Maryland and three nearby states -- Virginia, Delaware and New Jersey -- have such laws, the origins of which are somewhat hazy
"It's too bad you guys can't participate in the giveaway," Julie Anderson, spokeswoman for Citgo marketing, told CatonsvilleTimes.com. "It's all about making our customers happy, and given the situation with the price of gasoline, we want to help people."
The Maryland law, passed in 1968, does not allow "refiners or suppliers of gasoline to promote or operate a game of chance" in Maryland.
Kevin J. Enright, spokesman for the state attorney general's office, said this law prohibits Marylanders from participating in some free gas contests, according to CatonsvilleTimes.com. But despite efforts to research the law, he said he was unable to determine the reasoning behind it.
He said in the report that the prohibition against gas giveaways was limited to oil companies. Other business entities would be perfectly free to do so.

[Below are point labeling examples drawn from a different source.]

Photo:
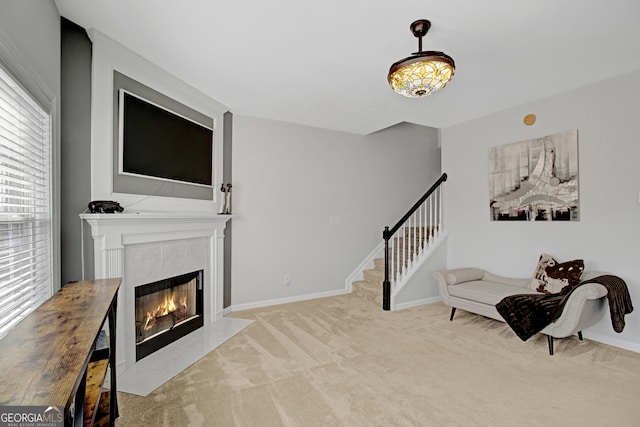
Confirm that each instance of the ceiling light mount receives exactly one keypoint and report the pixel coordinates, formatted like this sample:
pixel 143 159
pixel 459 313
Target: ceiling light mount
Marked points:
pixel 424 72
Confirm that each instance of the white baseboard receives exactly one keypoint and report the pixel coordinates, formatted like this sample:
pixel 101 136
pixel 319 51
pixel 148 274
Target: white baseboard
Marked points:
pixel 278 301
pixel 357 273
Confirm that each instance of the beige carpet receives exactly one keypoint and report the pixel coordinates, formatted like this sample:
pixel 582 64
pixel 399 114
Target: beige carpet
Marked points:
pixel 341 361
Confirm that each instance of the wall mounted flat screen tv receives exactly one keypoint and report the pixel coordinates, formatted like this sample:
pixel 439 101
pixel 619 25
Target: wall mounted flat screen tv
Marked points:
pixel 160 144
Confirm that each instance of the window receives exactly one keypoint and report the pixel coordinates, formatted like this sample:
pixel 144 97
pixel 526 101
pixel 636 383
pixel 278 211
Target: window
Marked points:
pixel 25 204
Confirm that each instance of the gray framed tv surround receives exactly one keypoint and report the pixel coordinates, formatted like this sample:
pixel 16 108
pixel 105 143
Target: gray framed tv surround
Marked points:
pixel 125 183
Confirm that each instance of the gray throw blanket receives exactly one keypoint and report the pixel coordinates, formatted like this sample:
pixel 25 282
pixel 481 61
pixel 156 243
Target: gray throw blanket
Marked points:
pixel 528 314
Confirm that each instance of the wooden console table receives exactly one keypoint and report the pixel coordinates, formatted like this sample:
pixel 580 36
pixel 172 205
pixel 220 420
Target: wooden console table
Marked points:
pixel 53 357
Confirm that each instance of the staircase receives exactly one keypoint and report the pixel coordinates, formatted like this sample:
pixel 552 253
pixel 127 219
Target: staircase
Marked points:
pixel 407 245
pixel 415 241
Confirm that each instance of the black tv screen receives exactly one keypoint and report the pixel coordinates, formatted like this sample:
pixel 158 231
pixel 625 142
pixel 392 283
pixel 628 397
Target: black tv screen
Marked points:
pixel 157 143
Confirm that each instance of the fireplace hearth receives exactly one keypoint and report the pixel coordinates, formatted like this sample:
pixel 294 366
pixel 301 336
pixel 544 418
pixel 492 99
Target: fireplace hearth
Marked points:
pixel 167 310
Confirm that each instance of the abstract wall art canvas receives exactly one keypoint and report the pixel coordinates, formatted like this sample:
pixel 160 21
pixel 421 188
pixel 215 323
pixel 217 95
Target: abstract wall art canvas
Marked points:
pixel 535 180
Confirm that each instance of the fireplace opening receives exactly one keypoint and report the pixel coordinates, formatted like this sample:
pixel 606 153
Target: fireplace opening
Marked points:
pixel 167 310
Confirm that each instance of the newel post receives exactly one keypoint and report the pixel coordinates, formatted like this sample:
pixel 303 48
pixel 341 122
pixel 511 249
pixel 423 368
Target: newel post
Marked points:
pixel 386 284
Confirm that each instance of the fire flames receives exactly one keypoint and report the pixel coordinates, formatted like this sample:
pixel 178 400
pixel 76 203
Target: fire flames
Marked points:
pixel 169 306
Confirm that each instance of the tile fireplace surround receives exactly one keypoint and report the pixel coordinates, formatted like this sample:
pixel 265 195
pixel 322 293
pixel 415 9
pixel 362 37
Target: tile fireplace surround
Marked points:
pixel 146 247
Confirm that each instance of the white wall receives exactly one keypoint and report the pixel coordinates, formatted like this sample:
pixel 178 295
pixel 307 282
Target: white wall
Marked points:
pixel 607 236
pixel 289 180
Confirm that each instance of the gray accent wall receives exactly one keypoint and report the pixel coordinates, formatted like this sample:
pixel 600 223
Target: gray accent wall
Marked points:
pixel 75 160
pixel 226 177
pixel 33 30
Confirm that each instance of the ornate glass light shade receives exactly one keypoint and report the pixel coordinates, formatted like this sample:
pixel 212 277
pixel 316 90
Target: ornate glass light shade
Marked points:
pixel 422 73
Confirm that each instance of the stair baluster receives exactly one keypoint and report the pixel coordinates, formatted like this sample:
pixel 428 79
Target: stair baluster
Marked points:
pixel 410 237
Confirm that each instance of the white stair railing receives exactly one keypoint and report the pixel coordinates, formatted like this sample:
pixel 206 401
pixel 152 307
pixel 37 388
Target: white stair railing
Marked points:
pixel 414 234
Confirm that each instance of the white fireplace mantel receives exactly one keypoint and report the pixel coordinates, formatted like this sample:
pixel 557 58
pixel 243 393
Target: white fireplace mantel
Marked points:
pixel 177 238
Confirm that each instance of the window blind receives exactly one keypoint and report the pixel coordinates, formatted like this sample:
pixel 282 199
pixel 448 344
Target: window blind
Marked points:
pixel 25 200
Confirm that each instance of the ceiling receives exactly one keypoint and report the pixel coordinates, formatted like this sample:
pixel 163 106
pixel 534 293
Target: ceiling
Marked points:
pixel 325 63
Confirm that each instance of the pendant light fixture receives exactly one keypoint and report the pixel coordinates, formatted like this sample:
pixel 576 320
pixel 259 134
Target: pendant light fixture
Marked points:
pixel 422 73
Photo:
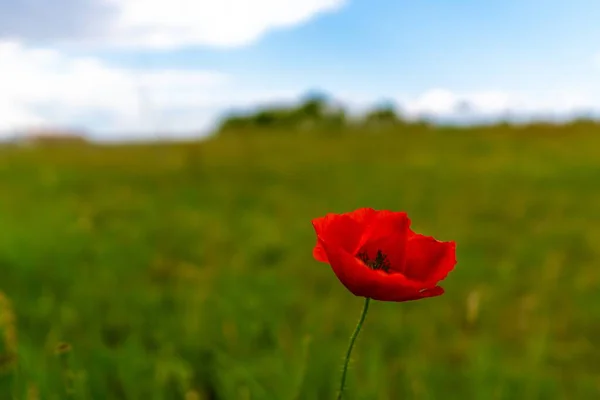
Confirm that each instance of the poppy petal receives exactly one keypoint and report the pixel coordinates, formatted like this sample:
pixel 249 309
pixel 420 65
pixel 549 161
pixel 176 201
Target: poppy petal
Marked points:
pixel 338 229
pixel 363 281
pixel 429 260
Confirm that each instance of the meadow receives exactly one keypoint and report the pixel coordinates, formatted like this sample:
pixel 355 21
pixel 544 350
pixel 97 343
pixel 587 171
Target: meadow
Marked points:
pixel 185 270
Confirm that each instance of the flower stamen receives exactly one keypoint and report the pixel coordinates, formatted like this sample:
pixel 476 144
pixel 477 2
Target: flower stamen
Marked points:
pixel 379 263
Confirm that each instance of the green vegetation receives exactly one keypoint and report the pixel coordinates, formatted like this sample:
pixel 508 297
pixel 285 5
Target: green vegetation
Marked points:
pixel 184 271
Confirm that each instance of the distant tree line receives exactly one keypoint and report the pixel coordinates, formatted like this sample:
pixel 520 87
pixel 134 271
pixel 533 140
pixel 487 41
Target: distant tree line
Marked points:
pixel 318 112
pixel 314 112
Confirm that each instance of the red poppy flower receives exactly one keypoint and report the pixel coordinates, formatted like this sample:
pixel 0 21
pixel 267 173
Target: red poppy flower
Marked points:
pixel 375 254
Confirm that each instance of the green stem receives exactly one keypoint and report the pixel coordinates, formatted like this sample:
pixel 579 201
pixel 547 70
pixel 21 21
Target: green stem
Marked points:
pixel 349 352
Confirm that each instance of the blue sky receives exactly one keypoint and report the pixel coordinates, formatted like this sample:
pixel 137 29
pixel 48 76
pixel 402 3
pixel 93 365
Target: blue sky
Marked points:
pixel 526 57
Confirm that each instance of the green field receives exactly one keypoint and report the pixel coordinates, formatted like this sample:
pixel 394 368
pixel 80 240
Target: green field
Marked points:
pixel 185 271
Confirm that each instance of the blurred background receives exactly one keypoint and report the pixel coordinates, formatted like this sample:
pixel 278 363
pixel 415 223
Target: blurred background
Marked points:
pixel 161 162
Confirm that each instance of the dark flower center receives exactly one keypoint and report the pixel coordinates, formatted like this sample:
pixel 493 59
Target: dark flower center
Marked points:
pixel 379 263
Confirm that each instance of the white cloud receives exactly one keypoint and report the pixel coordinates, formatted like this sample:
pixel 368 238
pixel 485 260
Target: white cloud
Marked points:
pixel 41 87
pixel 445 103
pixel 44 87
pixel 155 23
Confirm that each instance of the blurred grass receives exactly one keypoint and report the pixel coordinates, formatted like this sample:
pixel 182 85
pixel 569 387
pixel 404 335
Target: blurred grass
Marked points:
pixel 184 271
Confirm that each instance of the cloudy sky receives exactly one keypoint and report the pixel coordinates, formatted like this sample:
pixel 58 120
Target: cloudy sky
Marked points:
pixel 119 68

Paul Fiore, director of government affairs for the Washington, Maryland, Delaware Service Station & Automotive Repair Association, said the law came about in Maryland because of abuses by oil companies, which were costing gasoline dealers money, but he could not provide any further details, reported CatonsvilleTimes.com.

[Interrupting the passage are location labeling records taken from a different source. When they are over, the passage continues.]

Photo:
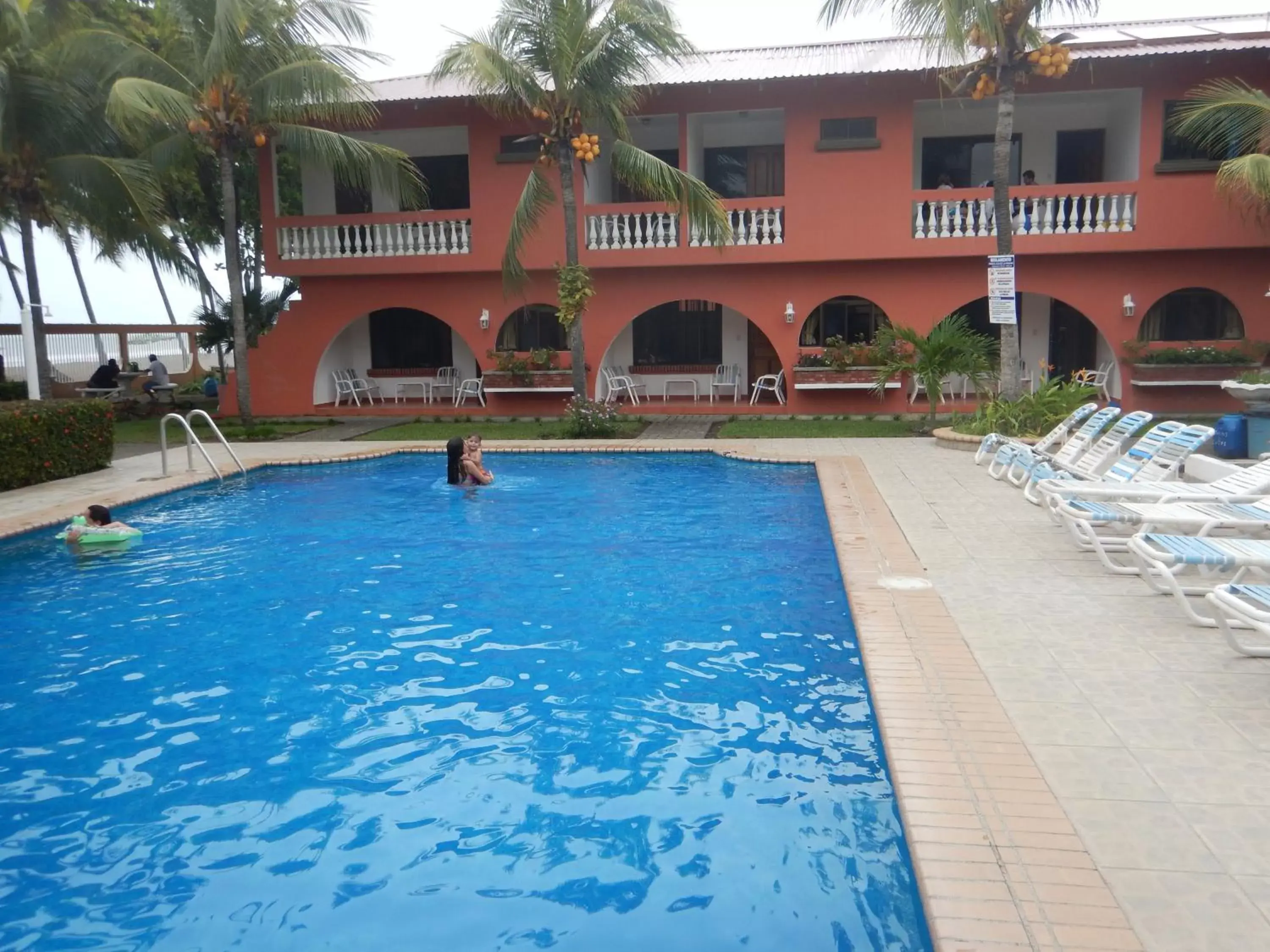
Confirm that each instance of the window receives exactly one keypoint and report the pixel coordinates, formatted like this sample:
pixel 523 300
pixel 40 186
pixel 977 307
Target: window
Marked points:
pixel 352 200
pixel 746 172
pixel 446 178
pixel 849 134
pixel 679 333
pixel 964 159
pixel 533 328
pixel 1192 314
pixel 403 338
pixel 854 319
pixel 624 193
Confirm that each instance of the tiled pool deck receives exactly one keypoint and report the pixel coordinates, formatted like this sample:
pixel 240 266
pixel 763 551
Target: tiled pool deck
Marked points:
pixel 1077 768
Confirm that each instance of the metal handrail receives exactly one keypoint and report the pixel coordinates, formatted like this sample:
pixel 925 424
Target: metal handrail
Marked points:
pixel 220 436
pixel 191 442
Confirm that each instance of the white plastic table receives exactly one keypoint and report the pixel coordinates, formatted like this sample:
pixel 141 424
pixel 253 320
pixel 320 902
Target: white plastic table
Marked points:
pixel 425 386
pixel 682 382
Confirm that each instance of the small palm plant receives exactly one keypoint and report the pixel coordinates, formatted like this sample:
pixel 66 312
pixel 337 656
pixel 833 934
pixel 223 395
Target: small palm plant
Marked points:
pixel 557 64
pixel 1231 118
pixel 953 347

The reason cited in a 1991 revision of the law was "to prohibit suppliers from requiring their stations to participate in games of chance."
Mike Ward, executive director of the Virginia Petroleum Council, said the Virginia law was passed at around the same time as Maryland's, but for slightly different reasons, reported CatonsvilleTimes.com.
In Virginia, he said in the report, legislation restricts giveaway deals on products such as gasoline because there was concern in the 1960s for how games of chance were handled, and it was thought that they were often rigged.
Ward said that is the only explanation he has heard for the law.
"It goes back years and years," he told CatonsvilleTimes.com. "I know there have been some efforts to get rid of it, it's just never been repealed."
But the ban on gas company giveaways doesn't mean there is no such thing as free gas.
Mitsubishi Motors is giving away free gas for a year --$1,500 to $2,500 depending on fuel efficiency and the kind of gasoline used -- to customers who buy or lease any 2005 model through the end of October.
Using free gas as a marketing tool makes sense, Ellie Whims, director of public relations for Robin Jones Consulting in Frederick told CatonsvilleTimes.com.
"Since gas prices have risen, the cost of driving has been a real focus of the media and companies are capitalizing on that," she said in the report.
The promise of free gas is being used to market a variety of items. Goodyear offered up to $75 in free gas with the purchase of certain tires through Oct. 8, gasbuddy.com is giving away four $250 gas cards, and the broadband phone service, ViaTalk, awarded $20 prepaid cards to new members who signed up for a two-year contract, according to the report.
Whims said she is not surprised by the range of businesses using gasoline to attract customers or clients.
"Right now companies are trying lots of ways to get more business," she told CatonsvilleTimes.com. "Using free gas is a common practice."